La chanson ci-dessous permet de conclure au moins deux choses: l’universalité de l’être humain (« je ne suis pas d’ici ni de là-bas ») et la différence de prononciation quand on est de « là-bas » et pas ibérique 😉

Repéré un peu tard, alors que ce billet-ci était programmé, voici tout de même le 132e devoir de Monsieur le Goût – merci à lui de poursuivre pendant les vacances, je n’osais pas y compter.

Elle avait attaché ses cheveux et mis ce qu’elle avait de plus sombre, optant même pour le total look noir dans l’idée que c’était chic et que ça mettrait en valeur la blancheur éblouissante de sa nuque dans l’arrondi du décolleté.

Lui trouvait de plus en plus agaçant cette manière qu‘elle avait de s’accrocher à son bras et de lui chatouiller la joue avec ses cheveux sous prétexte de lui glisser quelques mots à l’oreille.

Espérait-elle vraiment qu’il succombe à son charme ?

Quel charme, d’abord ?

Il trouvait ces bas noirs d’un goût douteux, surtout en ce juillet caniculaire, et l’odeur de son parfum le révulsait.
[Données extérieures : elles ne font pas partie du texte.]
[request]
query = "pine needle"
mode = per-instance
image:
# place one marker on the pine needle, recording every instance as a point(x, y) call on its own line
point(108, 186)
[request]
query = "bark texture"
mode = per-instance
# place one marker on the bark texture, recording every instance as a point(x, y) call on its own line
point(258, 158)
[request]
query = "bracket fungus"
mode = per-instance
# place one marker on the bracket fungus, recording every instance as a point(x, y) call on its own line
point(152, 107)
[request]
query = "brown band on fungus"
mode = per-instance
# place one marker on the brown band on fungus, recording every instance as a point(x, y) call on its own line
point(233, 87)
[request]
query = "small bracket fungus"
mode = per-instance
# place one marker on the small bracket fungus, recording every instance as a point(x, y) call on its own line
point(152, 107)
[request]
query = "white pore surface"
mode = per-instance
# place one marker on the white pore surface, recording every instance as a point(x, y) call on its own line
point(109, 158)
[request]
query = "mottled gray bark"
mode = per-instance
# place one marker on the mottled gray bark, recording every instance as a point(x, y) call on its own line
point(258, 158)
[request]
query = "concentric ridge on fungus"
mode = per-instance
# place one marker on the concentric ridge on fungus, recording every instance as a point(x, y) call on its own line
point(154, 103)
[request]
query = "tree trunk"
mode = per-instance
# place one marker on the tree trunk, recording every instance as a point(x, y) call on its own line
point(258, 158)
Elle avait dû vider tout le flacon, elle empestait l’air autour d’elle.

Il devrait le savoir, pourtant, que c’est imprudent d’accepter un rendez-vous organisé par sa sœur – « Tu verras, elle va te plaire ! Vous avez tellement de choses en commun ! » – et cette visite au musée, qui normalement lui procure un kaléidoscope d’impressions et de sensations de joie et de bien-être, lui était pesante et interminable.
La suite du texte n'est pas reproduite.